About the Austrian inventor, con-artist, and showman Johann Nepomuk Maelzel, his biography and famous Turk chess playing machine.

JOHANN NEPOMUK MAELZEL (1772-1838).

Austrian impresario.

He had good reason to be anxious. Competent chess players were stepping forth by the dozen to challenge the Turk to full games, which they felt were the only real test of his credentials. If Maelzel felt that a full game would not be a profitable drawing card, they said, they would be happy to play the Turk privately. Maelzel eluded them as best he could, offering lame excuses and making himself generally inaccessible while he waited for Schlumberger to bail him out.

Maelzel closed his New York show and moved on to Boston, thrilling the crowds at Concert Hall and deeply impressing master showman P. T. Barnum. But he still felt the Turk's supremacy was shaky at best. Toward the end of his tour, Schlumberger arrived, and Maelzel breathed easily.

On a swing through Baltimore in May, 1827, Maelzel's cover was blown. Two boys, looking in on the concert hall from a rooftop next door, spotted Schlumberger emerging from the chest after the show. Maelzel flatly denied the accusations that ran the following day on the front page of the Baltimore Gazette, but he put the Turk in cold storage temporarily and took the summer off, hoping that the story would blow over by the fall. In the meantime, several competitors appeared. They may have been inferior to the original, but they seriously undermined Maelzel's claim to uniqueness. Some, like the "American Chess Player," promoted by entrepreneur John Scudder, he attempted to buy out. Others he discredited publicly as weak imitations.

In the early 1830s, Maelzel plied the New York-Boston-Philadelphia-Baltimore-Richmond circuit. He still drew audiences, but the critics, including the great logician Edgar Allan Poe, were publicly trying to locate the chinks in the Turk's mechanical facade.

What proved to be the death blow to Maelzel's aspirations came in 1837. A popular French magazine, Pittoresque, broke the story of the Turk's bogus machinery and explained how its moves were engineered by a chess expert artfully concealed inside.
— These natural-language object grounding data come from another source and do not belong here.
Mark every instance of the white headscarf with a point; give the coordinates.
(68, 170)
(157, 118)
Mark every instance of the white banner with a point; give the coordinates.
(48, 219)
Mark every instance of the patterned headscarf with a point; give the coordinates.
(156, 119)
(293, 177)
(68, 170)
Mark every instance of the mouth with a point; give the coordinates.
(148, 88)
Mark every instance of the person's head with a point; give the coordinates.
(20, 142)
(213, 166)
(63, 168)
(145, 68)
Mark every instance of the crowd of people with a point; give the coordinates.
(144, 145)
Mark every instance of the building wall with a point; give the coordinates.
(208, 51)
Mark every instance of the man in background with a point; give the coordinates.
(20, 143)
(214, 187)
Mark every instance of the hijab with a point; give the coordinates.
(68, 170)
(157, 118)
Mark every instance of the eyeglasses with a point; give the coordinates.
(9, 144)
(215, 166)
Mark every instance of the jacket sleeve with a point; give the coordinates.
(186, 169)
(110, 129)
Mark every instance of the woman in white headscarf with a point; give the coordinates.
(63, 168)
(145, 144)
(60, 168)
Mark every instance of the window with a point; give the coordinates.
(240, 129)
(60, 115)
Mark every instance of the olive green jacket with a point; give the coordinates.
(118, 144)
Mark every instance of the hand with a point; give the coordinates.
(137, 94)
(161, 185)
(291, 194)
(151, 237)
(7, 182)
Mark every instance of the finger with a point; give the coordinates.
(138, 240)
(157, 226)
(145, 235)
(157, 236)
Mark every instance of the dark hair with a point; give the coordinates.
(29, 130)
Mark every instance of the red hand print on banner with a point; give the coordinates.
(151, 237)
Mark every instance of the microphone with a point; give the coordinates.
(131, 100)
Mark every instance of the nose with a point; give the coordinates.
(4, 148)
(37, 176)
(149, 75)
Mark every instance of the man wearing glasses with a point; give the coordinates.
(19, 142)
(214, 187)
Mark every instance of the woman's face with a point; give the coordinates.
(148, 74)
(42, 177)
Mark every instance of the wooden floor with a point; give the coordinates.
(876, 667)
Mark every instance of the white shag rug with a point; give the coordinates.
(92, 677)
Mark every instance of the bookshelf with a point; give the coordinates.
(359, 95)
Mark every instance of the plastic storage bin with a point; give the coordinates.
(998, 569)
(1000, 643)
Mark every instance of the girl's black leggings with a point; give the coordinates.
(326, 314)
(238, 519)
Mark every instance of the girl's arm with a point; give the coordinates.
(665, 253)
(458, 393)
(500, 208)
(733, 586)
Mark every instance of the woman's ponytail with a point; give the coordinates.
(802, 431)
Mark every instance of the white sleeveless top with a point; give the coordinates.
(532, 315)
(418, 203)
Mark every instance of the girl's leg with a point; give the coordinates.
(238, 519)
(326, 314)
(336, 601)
Now attendance at performances fell off sharply. Maelzel took his show elsewhere--to the Midwest, to New Orleans, and then to Havana, where he was a sensation. Unfortunately, a return engagement in New York and Philadelphia proved financially ruinous, and the showman returned to Havana on borrowed funds, hoping to mine the enthusiastic audiences there for all they were worth. From his last visit there, he had deduced that the friendly Cubans had not yet read of his hoax, or if they had, they didn't care.

But his 2nd Havana venture failed miserably. For one thing, the audiences were small. For another, Schlumberger contracted yellow fever and died. Depressed and penniless, Maelzel set sail for Philadelphia on July 14, 1838, aboard the Otis. Closeting himself in his stateroom, he drank endless bottles of cheap claret to wash away his grief. He was found dead in his berth a week later.